Let’s face it. We’re undone by each other. And if we’re not, we’re missing something. This seems so clearly the case with grief, but it can be so only because it was already the case with desire. One does not always stay intact.

One may want to, or manage to for a while, but despite one’s best efforts, one is undone, in the face of the other, by the touch, by the scent, by the feel, by the prospect of the touch, by the memory of the feel. And so, when we speak about “my sexuality” or “my gender,” as we do and as we must, we nevertheless mean something complicated that is partially concealed by our usage. As a mode of relation, neither gender nor sexuality is precisely a possession, but, rather, is a mode of being dispossessed, a way of being for another or by virtue of another.

Reagan’s Chat Room

Richard Fisher interviews one of the artists behind The ARPANET Dialogues, an archive of imaginary conversations between politicians, academics and artists "as they could have taken place over ARPANET, the US military computer network that led to the modern internet":

Each of us – and invited guests when necessary – played the part of one of the characters. Without rehearsing, we simply met in an instant messaging chat and had a conversation, letting the discussion go where it may. We trust that the structure of the project is strong enough; we need only capture the flavour of the characters in order for it work. The dialogues are published verbatim without any editing.

Movie Time

Zadie Smith reviews Christian Marclay's The Clock, a "twenty-four-hour movie that tells the time […] by editing together clips of movies in which clocks appear." Smith notes the telltale consistencies:

Staged time obeys certain conventions. Afternoon sex is the sexiest, probably because it often involves prostitutes. Between four and five o’clock transport is significant: trains, cars, and airplanes. If the phone rings after one in the morning do not expect good news. Cuckoo clocks, no matter when they chime, are almost always ominous. When Orson Welles says what time it is, it lends the hour an epic sound. At twoAM everyone’s lonely.

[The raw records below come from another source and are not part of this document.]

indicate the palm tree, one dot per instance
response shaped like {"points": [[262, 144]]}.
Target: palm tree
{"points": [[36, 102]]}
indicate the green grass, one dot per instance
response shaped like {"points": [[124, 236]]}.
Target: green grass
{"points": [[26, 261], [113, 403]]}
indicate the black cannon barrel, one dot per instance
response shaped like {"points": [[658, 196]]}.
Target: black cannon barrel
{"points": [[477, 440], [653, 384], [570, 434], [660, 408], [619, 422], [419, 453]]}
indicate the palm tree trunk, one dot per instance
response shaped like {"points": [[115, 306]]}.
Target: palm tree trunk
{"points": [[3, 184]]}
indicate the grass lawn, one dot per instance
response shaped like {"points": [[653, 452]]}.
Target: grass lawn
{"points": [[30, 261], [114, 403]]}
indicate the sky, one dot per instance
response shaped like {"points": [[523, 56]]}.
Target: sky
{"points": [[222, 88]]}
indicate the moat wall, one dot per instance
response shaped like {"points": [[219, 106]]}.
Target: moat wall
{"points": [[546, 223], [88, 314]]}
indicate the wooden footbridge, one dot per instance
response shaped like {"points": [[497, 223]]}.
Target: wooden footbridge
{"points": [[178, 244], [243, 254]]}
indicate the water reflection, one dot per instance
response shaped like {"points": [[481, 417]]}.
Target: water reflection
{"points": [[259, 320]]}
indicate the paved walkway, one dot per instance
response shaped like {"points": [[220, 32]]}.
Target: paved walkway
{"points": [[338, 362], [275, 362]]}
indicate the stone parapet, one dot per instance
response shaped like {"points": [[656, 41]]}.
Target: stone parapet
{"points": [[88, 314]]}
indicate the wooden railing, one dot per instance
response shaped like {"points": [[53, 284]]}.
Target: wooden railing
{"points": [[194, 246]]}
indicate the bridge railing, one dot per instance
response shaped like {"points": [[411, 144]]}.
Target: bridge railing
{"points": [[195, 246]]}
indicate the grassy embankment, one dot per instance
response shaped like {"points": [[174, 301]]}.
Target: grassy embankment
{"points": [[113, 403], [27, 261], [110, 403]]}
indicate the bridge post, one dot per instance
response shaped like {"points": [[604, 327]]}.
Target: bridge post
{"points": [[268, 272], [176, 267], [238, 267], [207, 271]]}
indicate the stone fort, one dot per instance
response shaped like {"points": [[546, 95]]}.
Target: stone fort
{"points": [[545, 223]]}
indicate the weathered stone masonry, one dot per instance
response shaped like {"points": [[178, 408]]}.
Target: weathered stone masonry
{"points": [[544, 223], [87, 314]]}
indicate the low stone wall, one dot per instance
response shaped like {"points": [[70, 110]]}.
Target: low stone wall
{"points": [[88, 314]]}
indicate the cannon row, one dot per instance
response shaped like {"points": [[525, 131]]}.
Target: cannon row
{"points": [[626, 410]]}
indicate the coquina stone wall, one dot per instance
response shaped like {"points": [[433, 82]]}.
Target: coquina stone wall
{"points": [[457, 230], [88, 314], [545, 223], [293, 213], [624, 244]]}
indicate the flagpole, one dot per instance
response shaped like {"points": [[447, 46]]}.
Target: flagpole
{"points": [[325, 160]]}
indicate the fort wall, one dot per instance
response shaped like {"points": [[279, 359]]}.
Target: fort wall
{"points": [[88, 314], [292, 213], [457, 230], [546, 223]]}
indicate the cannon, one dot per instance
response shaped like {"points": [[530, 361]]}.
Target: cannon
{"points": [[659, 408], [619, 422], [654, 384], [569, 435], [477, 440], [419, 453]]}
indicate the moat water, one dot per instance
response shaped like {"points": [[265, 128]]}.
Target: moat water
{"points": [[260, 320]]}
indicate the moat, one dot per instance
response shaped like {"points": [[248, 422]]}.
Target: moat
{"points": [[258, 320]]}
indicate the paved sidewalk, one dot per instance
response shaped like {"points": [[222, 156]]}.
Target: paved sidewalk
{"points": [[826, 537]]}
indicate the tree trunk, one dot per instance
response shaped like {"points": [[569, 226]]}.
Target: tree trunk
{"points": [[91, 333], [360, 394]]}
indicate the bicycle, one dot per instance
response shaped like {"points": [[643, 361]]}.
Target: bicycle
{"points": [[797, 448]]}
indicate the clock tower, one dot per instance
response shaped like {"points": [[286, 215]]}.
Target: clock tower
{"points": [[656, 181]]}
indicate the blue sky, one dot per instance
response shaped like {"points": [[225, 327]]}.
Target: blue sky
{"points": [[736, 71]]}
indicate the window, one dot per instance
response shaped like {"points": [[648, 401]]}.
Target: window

… Marclay has made, in essence, a sort of homemade Web engine that collates and cross-references an extraordinary amount of different kinds of information: scenes that have clocks, scenes with clocks in classrooms, with clocks in bars, Johnny Depp films with clocks, women with clocks, children with clocks, clocks on planes, and so on, and so on, and so on. You’re never bored—you haven’t time to be.

All The Lonely Playlists

Anna North soaks up a new study:

Researchers at the University of Pittsburgh School of Medicine studied 106 teens, 46 of whom were clinically depressed, over five weekends, and surveyed them repeatedly on their media use. The kids who listened to the most music were the most likely to be depressed; kids who read the most were the least likely. …

I don't think art's highest goal is to make us happy — my music library is so dripping with misery that it sounds like a party mix for a funeral. But I do think that for people who feel confused by and isolated from humanity — that is, teenagers — there's something to be said for reading. David Foster Wallace famously said that writing should make people "become less alone inside." And while sometimes you want to revel in your alienation, sometimes a little literary companionship is exactly what you need.